On aurait pu dire que c’était maintenant moi qui dirigeais le projet. « Un peu, dis-je d’un ton sarcastique.
— J’en suis ravi.
— Oh ! ne prends pas ça pour toi ! »
Il rit jaune. Mais j’avais vu que je pouvais le blesser.
Nous parvînmes alors au mur du fond de la ferme ; nous avions tout vu. Au-delà, le bouclier vibrait silencieusement, nous protégeant tous des réactions nucléaires à l’arrière du vaisseau. C’était encore un autre aspect de leur entreprise qui devait tenir sans la moindre faille, et le savoir mystérieux qui permettait aux techniciens de mettre au point cet écran dépassait presque la compréhension de ceux d’entre nous qui n’avaient pas consacré leur vie à ces énigmes. Pour nous, ce n’était qu’une question de foi.

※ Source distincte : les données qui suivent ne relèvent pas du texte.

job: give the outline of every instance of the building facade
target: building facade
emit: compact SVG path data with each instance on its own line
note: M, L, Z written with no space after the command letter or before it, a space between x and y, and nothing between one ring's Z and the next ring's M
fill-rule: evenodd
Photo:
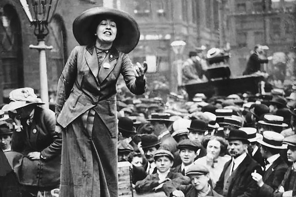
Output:
M227 17L226 39L231 47L231 68L233 74L242 74L251 51L257 44L269 47L269 50L266 51L268 56L275 53L285 55L286 61L288 64L291 63L294 59L292 52L294 31L292 14L295 1L229 1L230 14ZM269 73L275 74L275 63L274 61L270 61L262 69ZM292 66L292 63L289 66ZM288 67L287 65L287 68ZM287 72L288 75L291 74Z
M47 45L53 47L46 52L49 91L56 91L68 55L78 44L72 25L83 11L104 6L133 15L139 24L141 36L138 46L130 54L131 59L135 63L148 62L147 75L151 80L167 82L172 79L174 61L186 58L189 51L202 45L209 48L223 44L221 5L221 0L59 1L45 40ZM29 48L30 44L37 44L37 39L19 1L0 1L0 17L1 103L9 101L12 89L30 87L38 93L40 85L38 52ZM178 57L170 46L176 40L186 43L183 54Z

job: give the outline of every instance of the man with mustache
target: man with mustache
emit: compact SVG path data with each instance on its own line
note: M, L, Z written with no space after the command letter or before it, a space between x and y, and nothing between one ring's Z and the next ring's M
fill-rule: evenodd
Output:
M226 197L255 196L258 189L251 174L262 174L260 165L246 152L250 142L248 135L238 129L231 130L228 139L232 158L224 166L215 190Z

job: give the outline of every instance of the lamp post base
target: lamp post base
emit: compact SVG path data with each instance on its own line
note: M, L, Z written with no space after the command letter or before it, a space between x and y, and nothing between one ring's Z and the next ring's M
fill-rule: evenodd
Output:
M46 49L51 50L52 46L48 47L45 45L44 39L38 40L38 45L29 46L30 49L35 49L39 51L39 68L40 73L40 95L42 101L45 103L43 107L49 108L48 97L48 85L47 83L47 74L46 72Z

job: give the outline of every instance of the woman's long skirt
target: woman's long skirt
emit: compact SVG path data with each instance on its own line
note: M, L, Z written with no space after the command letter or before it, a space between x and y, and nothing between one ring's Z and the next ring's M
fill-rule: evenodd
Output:
M62 135L60 197L117 197L117 137L92 109Z

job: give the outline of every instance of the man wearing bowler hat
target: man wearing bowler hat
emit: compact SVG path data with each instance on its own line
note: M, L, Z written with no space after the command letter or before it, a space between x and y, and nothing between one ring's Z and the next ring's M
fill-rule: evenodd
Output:
M261 173L260 165L246 152L250 142L244 131L233 129L227 139L232 159L227 162L215 190L226 197L251 197L257 193L258 186L251 174Z
M171 136L168 128L174 122L170 119L170 114L167 113L153 113L147 119L154 127L154 134L157 136L165 149L173 153L178 151L177 144Z
M0 125L0 147L4 152L11 150L11 136L12 132L6 124Z
M263 132L263 139L259 139L261 152L266 159L263 176L256 172L252 173L253 179L260 187L258 196L272 196L284 179L288 166L279 154L281 150L287 146L282 144L284 136L273 131Z
M288 145L288 161L292 164L288 167L281 185L273 194L273 197L296 196L296 135L285 138L283 143Z

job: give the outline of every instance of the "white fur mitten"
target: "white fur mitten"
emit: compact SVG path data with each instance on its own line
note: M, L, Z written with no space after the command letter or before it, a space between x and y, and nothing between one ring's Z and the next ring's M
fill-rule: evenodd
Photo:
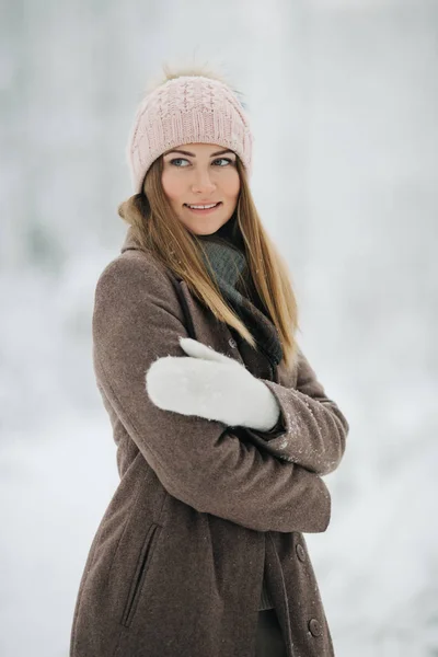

« Mais je voudrais savoir une chose », dis-je, arrivée au mur. « Pourquoi devez-vous vous y prendre ainsi ? L’homme finira bien par quitter le système solaire, non ? Vous n’êtes pas obligés de procéder de cette façon. »
Il se tripota à nouveau la figure. Je me souvins que c’était une manie de Swann et je me dis : Voilà où il l’a attrapée. « Je ne suis pas d’accord pour dire que les humains quitteront inévitablement le système solaire, dit-il. Rien n’est inévitable, le déterminisme historique n’existe pas. Ce sont les gens qui agissent, pas l’Histoire, et les gens décident de leurs actes. Nous aurions pu construire un vaisseau interstellaire parfaitement fonctionnel à n’importe quel moment depuis la fin du XXe siècle, par exemple. Mais cela ne s’est pas fait. Et il se pourrait, tu sais, que ces deux siècles soient une sorte de fenêtre de lancement. Une fenêtre qui pourrait se refermer bientôt.